Grape Plumcake

Grape plumcake is a very pleasant baked sweet, perfect for breakfast or snack time. Here is the traditional recipe, but allow me to add a small Italian touch with a suggestion: you could use Italian grapes, such as fragola grapes, for a slightly more distinctive flavor if you can find them.

Ingredients

  • 200 g of 00 flour
  • 100 g of granulated sugar
  • 100 g of butter at room temperature
  • 2 large eggs
  • 1/2 packet of baking powder
  • 1 pinch of salt
  • Grated zest of 1 lemon (untreated)
  • 200 g of wine grapes or fragola grapes
  • 2 tablespoons of brown sugar
  • 1 tablespoon of lemon juice

Preparation

  1. Preheat the oven to 180 °C.
  2. Wash the grapes, cut them in half and remove the seeds if present.

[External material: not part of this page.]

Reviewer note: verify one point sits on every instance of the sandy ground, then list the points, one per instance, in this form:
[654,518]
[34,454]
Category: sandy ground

Place the grapes in a bowl and dress them with lemon juice and brown sugar. Mix well and let macerate.
  3. In a large bowl, beat the butter with the granulated sugar until creamy.
  4. Add the eggs, one at a time, continuing to mix.
  5. Incorporate the sifted flour with the baking powder and a pinch of salt.
  6. Add the grated lemon zest and mix well to obtain a homogeneous batter.
  7. Drain the grapes from their marinade and lightly flour them (this helps prevent them from sinking into the batter during baking).
  8. Add the grapes to the batter and mix gently.
  9. Pour the batter into a plumcake pan previously buttered and floured.
  10. Bake for about 40 minutes or until a toothpick inserted in the center of the plumcake comes out clean.
  11. Once baked, let the grape plumcake cool before removing it from the pan.

Curiosities

Grapes are a fruit that rarely finds space in baked desserts, but they offer a pleasant freshness and natural sweetness. Choosing quality grapes can really make a difference in this simple yet delicious cake. Remember that grapes release liquids during baking, so a light dusting of flour helps with the final texture of the cake.

I hope you enjoy this variation on the plumcake theme!